An important step towards becoming a leading player in GVC is the economic philosophy of ‘Atmarnibhar Bharat’. Amitabh Kant, CEO of NITI Aayog wrote that it will “make India self-reliant by creating an eco-system that will allow Indian companies to be highly competitive on the global stage”. The unpredictability of the pandemic staves off projected production values due to limited inter & intestate transport,and one of India’s largest export segment of fabrics is taking a major hit which may have lasting repercussions in the long run. Garment factories in Tamil Nadu and Karnataka have shut down and the possibility of fulfilling existing orders, or even reaching out for new orders is looking grim. India is a key exporter of textiles, yet the forecast for the next 6 months for apparel exporters is bleak. India is looking towards losing to competitors such as Bangladesh, Vietnam, Cambodia, Sri Lanka and Pakistan; the Government must take immediate steps to keep one of India’s largest export segment from falling behind.

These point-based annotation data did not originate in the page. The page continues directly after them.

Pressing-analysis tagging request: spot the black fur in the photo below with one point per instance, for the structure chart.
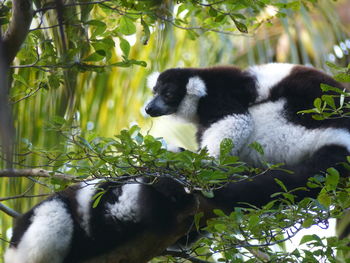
(160, 203)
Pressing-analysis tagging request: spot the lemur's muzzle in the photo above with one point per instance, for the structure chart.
(156, 107)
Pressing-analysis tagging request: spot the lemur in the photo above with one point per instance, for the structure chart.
(260, 104)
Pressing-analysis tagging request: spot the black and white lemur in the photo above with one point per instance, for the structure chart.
(258, 104)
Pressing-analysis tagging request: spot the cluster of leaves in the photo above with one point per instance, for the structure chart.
(97, 34)
(131, 154)
(334, 103)
(247, 234)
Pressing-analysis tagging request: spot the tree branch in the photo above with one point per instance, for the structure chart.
(37, 173)
(22, 15)
(9, 211)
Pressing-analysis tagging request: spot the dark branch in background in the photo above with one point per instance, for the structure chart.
(184, 255)
(22, 15)
(10, 43)
(60, 19)
(6, 123)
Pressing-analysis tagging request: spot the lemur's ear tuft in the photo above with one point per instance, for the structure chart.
(152, 79)
(196, 86)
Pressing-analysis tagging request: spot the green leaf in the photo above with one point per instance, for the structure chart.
(220, 227)
(208, 194)
(309, 238)
(324, 199)
(257, 147)
(197, 219)
(240, 26)
(317, 104)
(281, 184)
(226, 147)
(342, 77)
(97, 197)
(307, 223)
(253, 221)
(99, 27)
(146, 33)
(219, 212)
(127, 26)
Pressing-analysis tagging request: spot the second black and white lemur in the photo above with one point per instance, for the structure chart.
(260, 104)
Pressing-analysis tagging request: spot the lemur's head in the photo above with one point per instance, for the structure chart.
(176, 91)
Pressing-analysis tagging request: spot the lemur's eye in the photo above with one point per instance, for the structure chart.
(167, 95)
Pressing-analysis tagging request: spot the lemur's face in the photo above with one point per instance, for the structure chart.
(168, 93)
(176, 91)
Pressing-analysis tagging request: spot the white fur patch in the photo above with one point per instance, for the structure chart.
(196, 86)
(187, 110)
(237, 127)
(48, 237)
(84, 199)
(286, 142)
(127, 208)
(152, 80)
(268, 75)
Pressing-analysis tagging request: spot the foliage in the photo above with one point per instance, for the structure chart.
(334, 103)
(246, 234)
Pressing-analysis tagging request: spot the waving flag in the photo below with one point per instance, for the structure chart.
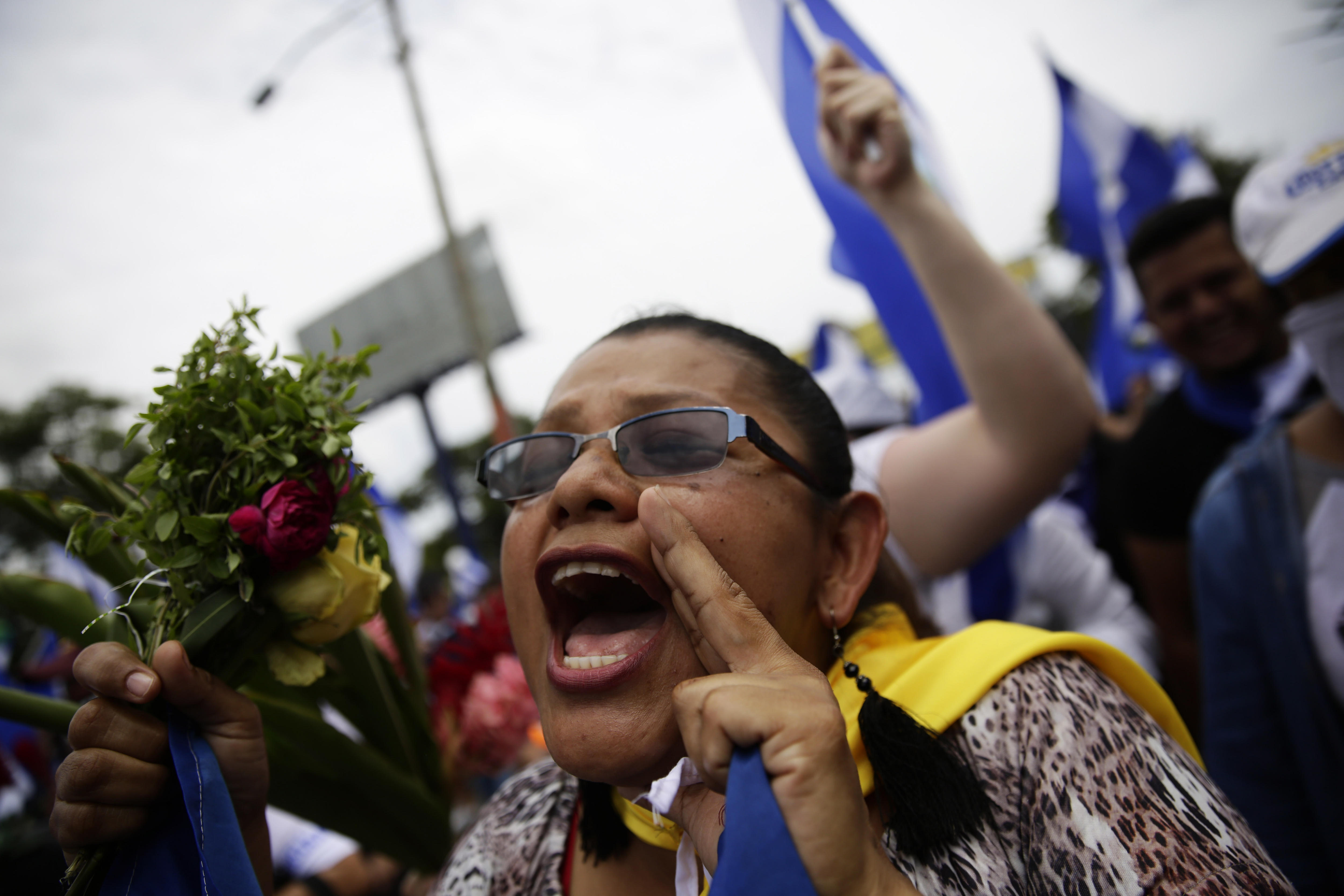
(788, 37)
(1111, 177)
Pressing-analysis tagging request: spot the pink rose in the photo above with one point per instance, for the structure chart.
(292, 523)
(496, 714)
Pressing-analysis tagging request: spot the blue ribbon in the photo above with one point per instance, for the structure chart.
(756, 851)
(195, 847)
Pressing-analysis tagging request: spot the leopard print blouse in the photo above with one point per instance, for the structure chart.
(1089, 797)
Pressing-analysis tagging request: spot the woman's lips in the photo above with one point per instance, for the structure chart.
(632, 636)
(603, 677)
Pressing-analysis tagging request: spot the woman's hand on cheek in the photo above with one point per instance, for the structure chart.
(769, 698)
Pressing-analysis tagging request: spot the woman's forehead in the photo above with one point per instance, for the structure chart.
(625, 377)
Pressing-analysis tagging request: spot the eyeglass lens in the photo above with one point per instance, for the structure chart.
(675, 444)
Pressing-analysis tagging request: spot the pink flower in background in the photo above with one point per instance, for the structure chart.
(496, 714)
(292, 523)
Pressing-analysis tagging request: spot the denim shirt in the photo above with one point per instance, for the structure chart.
(1273, 733)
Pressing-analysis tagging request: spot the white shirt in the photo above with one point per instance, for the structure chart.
(1065, 584)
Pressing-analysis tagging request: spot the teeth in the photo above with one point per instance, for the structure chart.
(591, 567)
(592, 663)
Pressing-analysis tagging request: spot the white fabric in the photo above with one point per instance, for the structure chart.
(1283, 382)
(1320, 328)
(1291, 208)
(1326, 584)
(21, 789)
(1065, 584)
(660, 797)
(851, 385)
(663, 792)
(867, 455)
(303, 848)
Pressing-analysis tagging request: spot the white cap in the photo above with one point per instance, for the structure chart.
(843, 374)
(1291, 209)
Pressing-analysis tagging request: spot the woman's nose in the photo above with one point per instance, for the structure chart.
(595, 487)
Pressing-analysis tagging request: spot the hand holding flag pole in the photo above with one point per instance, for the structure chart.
(763, 711)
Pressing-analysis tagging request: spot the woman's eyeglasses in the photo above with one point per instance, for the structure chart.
(675, 442)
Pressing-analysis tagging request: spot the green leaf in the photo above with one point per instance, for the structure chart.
(56, 605)
(323, 776)
(208, 619)
(203, 529)
(105, 494)
(99, 541)
(185, 558)
(166, 524)
(41, 712)
(253, 412)
(289, 409)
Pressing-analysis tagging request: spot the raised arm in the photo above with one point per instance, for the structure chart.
(960, 483)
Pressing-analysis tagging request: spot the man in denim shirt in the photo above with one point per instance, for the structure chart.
(1269, 547)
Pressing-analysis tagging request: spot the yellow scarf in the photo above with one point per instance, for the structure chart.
(937, 680)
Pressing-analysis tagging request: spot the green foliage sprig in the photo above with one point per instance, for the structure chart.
(228, 428)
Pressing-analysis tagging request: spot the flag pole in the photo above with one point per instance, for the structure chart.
(459, 270)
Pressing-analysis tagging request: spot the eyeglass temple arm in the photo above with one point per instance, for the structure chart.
(772, 451)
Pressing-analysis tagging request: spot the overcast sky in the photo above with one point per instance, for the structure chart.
(625, 155)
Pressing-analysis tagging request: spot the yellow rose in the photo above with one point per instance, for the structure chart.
(363, 582)
(294, 666)
(314, 589)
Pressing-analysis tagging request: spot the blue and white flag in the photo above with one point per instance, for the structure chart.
(788, 37)
(1111, 177)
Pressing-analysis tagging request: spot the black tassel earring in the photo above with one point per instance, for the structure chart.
(929, 794)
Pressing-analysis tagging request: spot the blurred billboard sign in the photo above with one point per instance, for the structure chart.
(417, 317)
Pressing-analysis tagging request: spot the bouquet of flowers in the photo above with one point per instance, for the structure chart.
(245, 534)
(248, 510)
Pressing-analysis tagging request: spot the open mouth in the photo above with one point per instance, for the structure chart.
(601, 615)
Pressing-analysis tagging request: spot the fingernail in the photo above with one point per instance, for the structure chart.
(138, 683)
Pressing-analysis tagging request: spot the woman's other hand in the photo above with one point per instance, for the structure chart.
(764, 695)
(120, 766)
(862, 134)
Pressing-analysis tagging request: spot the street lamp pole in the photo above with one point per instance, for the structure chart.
(459, 270)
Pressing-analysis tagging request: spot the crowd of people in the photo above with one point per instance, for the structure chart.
(706, 553)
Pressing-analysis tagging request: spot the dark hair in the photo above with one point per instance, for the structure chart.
(928, 793)
(789, 385)
(1173, 225)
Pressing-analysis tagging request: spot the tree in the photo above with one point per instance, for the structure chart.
(68, 421)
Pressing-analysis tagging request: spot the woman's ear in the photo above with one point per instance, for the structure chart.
(857, 543)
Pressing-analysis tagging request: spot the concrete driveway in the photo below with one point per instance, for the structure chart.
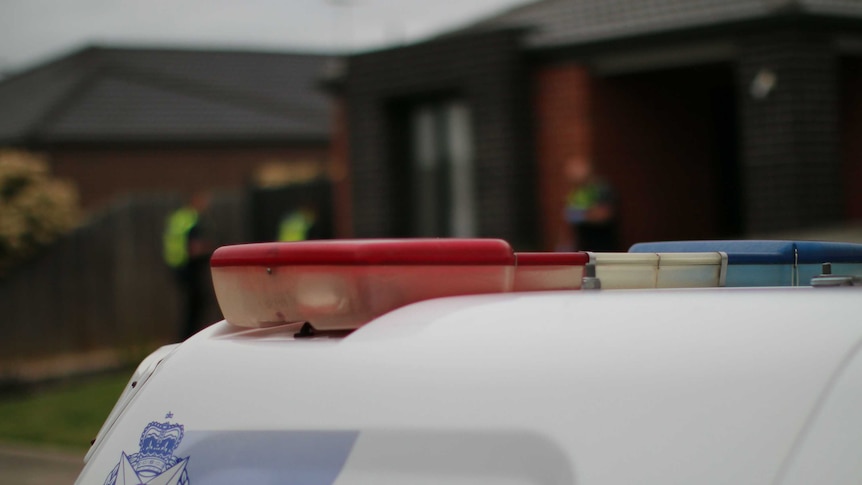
(28, 466)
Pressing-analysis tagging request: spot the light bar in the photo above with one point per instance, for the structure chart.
(549, 271)
(660, 270)
(771, 263)
(343, 284)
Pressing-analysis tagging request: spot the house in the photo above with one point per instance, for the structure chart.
(119, 120)
(711, 118)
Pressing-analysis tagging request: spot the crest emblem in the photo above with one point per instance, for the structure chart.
(155, 462)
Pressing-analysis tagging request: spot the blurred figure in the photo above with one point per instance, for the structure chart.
(299, 225)
(186, 252)
(590, 211)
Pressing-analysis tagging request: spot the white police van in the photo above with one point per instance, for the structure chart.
(462, 362)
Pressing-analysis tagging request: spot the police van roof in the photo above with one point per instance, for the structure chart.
(643, 386)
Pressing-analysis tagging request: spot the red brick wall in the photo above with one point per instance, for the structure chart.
(103, 173)
(851, 131)
(562, 102)
(340, 157)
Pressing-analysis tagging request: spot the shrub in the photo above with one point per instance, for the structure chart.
(35, 209)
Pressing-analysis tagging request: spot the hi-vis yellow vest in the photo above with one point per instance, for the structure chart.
(295, 226)
(176, 237)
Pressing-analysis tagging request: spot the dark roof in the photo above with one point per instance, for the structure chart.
(166, 95)
(553, 23)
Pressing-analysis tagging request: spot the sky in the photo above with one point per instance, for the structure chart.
(33, 31)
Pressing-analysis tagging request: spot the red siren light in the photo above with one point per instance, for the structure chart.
(342, 284)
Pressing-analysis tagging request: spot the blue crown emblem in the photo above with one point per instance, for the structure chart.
(155, 459)
(158, 442)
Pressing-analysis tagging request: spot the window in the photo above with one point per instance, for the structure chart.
(442, 194)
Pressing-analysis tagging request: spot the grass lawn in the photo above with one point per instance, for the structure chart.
(65, 416)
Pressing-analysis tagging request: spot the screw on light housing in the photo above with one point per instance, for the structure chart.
(590, 281)
(827, 280)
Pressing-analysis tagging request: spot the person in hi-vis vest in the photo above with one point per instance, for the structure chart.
(300, 224)
(590, 209)
(186, 251)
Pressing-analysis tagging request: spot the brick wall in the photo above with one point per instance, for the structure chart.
(790, 137)
(657, 141)
(563, 129)
(340, 163)
(851, 135)
(103, 173)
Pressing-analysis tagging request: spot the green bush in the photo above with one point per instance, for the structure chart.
(35, 209)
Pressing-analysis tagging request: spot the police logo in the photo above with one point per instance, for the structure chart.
(154, 463)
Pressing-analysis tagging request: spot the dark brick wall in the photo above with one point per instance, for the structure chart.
(851, 135)
(484, 70)
(661, 139)
(792, 173)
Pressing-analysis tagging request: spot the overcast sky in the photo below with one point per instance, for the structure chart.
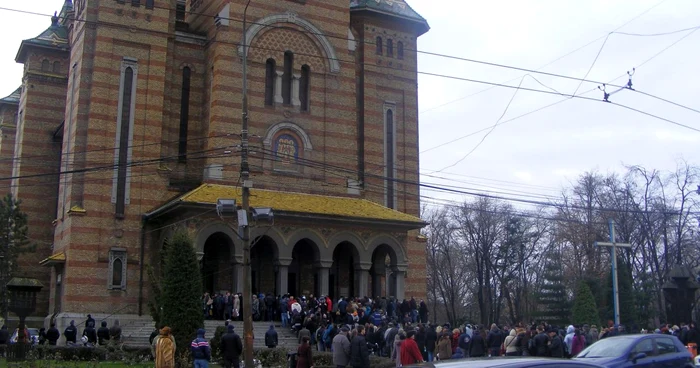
(544, 150)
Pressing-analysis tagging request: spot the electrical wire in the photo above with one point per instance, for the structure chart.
(582, 80)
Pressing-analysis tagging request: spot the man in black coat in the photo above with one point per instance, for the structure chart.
(71, 333)
(359, 354)
(4, 335)
(556, 345)
(103, 333)
(52, 334)
(231, 348)
(271, 337)
(541, 342)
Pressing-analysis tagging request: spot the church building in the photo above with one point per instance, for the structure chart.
(127, 125)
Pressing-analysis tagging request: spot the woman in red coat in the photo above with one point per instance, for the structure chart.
(409, 350)
(304, 359)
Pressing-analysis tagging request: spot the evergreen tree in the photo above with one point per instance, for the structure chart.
(552, 300)
(584, 310)
(13, 242)
(181, 290)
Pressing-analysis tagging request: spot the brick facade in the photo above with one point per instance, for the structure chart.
(339, 140)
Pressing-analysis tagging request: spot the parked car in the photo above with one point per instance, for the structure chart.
(509, 362)
(652, 350)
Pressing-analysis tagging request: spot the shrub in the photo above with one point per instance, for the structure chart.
(181, 288)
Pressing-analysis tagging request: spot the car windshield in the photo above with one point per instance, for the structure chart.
(607, 348)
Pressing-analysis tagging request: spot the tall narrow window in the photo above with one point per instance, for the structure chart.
(184, 115)
(125, 124)
(389, 152)
(287, 78)
(305, 87)
(117, 269)
(270, 71)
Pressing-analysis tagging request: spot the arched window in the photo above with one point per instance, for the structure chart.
(123, 131)
(287, 78)
(270, 71)
(305, 87)
(389, 145)
(117, 267)
(184, 114)
(116, 279)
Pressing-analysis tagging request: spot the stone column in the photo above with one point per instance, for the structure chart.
(376, 285)
(323, 280)
(278, 87)
(295, 90)
(361, 279)
(282, 275)
(237, 278)
(400, 275)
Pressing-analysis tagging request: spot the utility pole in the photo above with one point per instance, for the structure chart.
(613, 255)
(245, 198)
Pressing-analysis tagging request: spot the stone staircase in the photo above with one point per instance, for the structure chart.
(136, 333)
(285, 337)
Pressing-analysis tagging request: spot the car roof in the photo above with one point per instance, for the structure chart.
(506, 363)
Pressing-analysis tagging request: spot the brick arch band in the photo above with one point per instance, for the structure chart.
(253, 30)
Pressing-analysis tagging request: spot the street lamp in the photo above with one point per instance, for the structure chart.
(23, 303)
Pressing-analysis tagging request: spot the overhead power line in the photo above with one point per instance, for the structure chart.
(582, 80)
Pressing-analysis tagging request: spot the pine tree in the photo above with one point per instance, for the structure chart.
(552, 300)
(13, 242)
(181, 290)
(585, 310)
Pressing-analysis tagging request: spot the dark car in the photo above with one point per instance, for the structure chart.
(655, 350)
(506, 362)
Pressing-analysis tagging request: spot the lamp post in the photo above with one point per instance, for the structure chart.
(23, 303)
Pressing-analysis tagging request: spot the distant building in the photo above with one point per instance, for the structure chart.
(139, 104)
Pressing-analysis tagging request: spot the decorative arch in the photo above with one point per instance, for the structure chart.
(289, 17)
(217, 227)
(287, 125)
(395, 245)
(324, 253)
(358, 245)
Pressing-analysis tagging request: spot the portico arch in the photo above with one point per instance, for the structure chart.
(312, 31)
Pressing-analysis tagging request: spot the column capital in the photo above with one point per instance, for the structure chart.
(324, 263)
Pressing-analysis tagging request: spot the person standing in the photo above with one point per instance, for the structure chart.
(359, 354)
(52, 334)
(341, 348)
(231, 348)
(164, 349)
(271, 337)
(115, 332)
(103, 334)
(201, 352)
(304, 357)
(71, 333)
(409, 350)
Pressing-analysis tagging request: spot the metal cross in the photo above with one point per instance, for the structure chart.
(613, 254)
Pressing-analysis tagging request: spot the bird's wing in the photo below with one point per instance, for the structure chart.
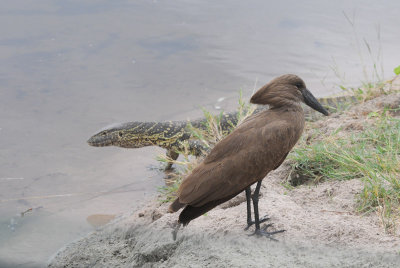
(235, 163)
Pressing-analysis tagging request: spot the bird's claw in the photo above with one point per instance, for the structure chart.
(263, 219)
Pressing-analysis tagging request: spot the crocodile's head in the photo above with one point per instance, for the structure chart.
(126, 135)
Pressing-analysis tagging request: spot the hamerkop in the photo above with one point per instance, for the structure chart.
(257, 146)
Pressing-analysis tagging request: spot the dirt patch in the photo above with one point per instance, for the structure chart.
(322, 227)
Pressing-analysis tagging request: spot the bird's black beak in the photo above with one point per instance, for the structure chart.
(311, 101)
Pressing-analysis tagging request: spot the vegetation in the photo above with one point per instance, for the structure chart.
(210, 136)
(372, 155)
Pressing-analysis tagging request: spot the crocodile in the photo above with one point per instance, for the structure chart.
(171, 135)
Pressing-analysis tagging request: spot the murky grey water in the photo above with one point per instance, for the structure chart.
(68, 68)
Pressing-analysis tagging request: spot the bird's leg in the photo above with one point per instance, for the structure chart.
(248, 197)
(257, 220)
(250, 222)
(173, 155)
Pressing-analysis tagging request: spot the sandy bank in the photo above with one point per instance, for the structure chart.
(322, 227)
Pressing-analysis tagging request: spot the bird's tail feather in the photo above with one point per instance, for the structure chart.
(175, 206)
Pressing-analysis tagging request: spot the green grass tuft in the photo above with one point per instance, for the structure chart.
(372, 155)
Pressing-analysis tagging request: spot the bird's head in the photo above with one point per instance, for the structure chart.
(284, 90)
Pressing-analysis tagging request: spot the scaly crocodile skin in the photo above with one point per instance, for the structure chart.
(170, 135)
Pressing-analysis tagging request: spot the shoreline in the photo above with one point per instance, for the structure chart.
(322, 227)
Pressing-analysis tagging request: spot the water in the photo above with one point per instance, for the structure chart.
(69, 68)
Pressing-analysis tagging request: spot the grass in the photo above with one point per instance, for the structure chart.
(372, 155)
(209, 136)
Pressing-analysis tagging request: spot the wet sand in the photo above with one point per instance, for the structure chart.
(321, 223)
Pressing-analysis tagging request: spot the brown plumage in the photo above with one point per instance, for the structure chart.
(257, 146)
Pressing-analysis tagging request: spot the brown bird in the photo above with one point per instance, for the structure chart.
(257, 146)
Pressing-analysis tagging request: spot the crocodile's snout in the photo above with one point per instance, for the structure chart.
(99, 141)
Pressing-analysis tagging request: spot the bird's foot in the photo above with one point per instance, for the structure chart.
(263, 219)
(264, 232)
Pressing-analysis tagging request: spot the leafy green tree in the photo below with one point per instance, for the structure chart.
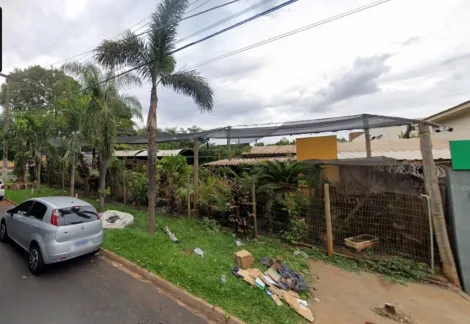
(99, 124)
(153, 59)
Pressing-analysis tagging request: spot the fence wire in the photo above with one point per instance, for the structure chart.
(365, 224)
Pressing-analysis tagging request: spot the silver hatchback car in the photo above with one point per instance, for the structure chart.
(53, 229)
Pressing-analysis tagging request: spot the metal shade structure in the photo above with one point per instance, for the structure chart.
(333, 124)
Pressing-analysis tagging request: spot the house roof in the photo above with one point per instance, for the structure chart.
(143, 153)
(400, 150)
(460, 108)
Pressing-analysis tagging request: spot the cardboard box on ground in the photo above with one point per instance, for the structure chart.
(270, 281)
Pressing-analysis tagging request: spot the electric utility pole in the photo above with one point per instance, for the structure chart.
(6, 121)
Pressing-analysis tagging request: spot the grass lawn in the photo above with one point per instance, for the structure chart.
(177, 263)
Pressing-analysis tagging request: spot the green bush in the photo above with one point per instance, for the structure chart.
(139, 189)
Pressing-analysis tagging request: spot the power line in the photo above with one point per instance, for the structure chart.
(295, 31)
(128, 29)
(207, 1)
(220, 22)
(195, 15)
(282, 5)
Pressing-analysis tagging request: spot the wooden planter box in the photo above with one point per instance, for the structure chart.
(361, 242)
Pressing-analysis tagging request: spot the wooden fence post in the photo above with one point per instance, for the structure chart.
(329, 229)
(125, 187)
(253, 204)
(188, 195)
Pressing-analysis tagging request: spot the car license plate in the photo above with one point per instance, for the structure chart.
(82, 242)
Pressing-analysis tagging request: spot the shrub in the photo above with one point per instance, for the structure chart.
(139, 189)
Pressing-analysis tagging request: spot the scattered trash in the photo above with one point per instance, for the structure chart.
(199, 252)
(259, 283)
(389, 311)
(267, 262)
(279, 282)
(269, 281)
(276, 277)
(113, 219)
(235, 272)
(301, 253)
(302, 302)
(243, 259)
(170, 234)
(289, 279)
(276, 300)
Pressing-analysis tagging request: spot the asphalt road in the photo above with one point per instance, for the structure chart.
(85, 290)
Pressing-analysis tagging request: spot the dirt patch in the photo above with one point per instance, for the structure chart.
(347, 297)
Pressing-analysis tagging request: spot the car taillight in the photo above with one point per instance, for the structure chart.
(55, 217)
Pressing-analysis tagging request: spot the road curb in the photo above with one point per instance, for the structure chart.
(198, 304)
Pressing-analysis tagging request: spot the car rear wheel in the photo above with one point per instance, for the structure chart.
(36, 263)
(3, 232)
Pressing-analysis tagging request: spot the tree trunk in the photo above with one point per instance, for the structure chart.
(102, 185)
(93, 159)
(72, 177)
(437, 211)
(152, 156)
(6, 122)
(86, 186)
(38, 172)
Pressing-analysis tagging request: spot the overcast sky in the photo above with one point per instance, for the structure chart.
(404, 58)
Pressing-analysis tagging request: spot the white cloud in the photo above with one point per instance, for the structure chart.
(330, 66)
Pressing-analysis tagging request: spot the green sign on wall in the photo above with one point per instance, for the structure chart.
(460, 154)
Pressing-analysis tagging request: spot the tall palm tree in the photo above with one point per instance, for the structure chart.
(100, 115)
(153, 61)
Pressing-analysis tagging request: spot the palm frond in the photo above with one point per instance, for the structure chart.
(133, 105)
(130, 50)
(163, 28)
(191, 83)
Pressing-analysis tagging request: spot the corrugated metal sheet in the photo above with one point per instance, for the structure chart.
(126, 153)
(240, 161)
(161, 153)
(271, 150)
(143, 153)
(399, 145)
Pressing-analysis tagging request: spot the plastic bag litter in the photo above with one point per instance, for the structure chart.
(301, 253)
(199, 252)
(291, 279)
(170, 234)
(113, 219)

The bulk of India’s exporters constitute MSME Enterprises, and when we look for solutions within the nation that can aide in developing production and trade value MSME should be kept at the forefront in policy making. Tariffs on import-export is an impediment or precursor towards success in the global context, or national. The Confederation of Indian Industries (CII) has recommended changes to import-export duties by “the general principles of higher duties on finished goods and lower / minimal duties on intermediates and raw material.” India’s EPCG scheme was stared to encourage exporters but has been largely unsuccessful. Under this scheme duty free imports of capitals goods are permitted on a condition that part of the manufactured products will be exported, failure to do so incurs government penalties.Perhaps the penalties are so low that companies find it cheaper to import goods through EPCG scheme and intentionally default on exports.

We see a growing urgency to grow investments in India’sInformation Technology and improve upon value addition in via digital services. Compared to other developing nations India is far behind in digitalising its manufacturing exports. Improvement in the digital sphere have shown a positive impact on diversification of trade segments, and improvement of export performance.

Looking towards the future the unpredictability of COVID will trudge on for some time, but its impact on economies has been short lived. The time right now is opportune for India to become a key trade player by developing its own GVCs, deepening its multilateral and bilateral relationships, developing a niche in the market, improving on infrastructure & digital value, and easing of tariffs through sector specific strategies especially in pharmaceuticals, bio-technology, textiles and electronics.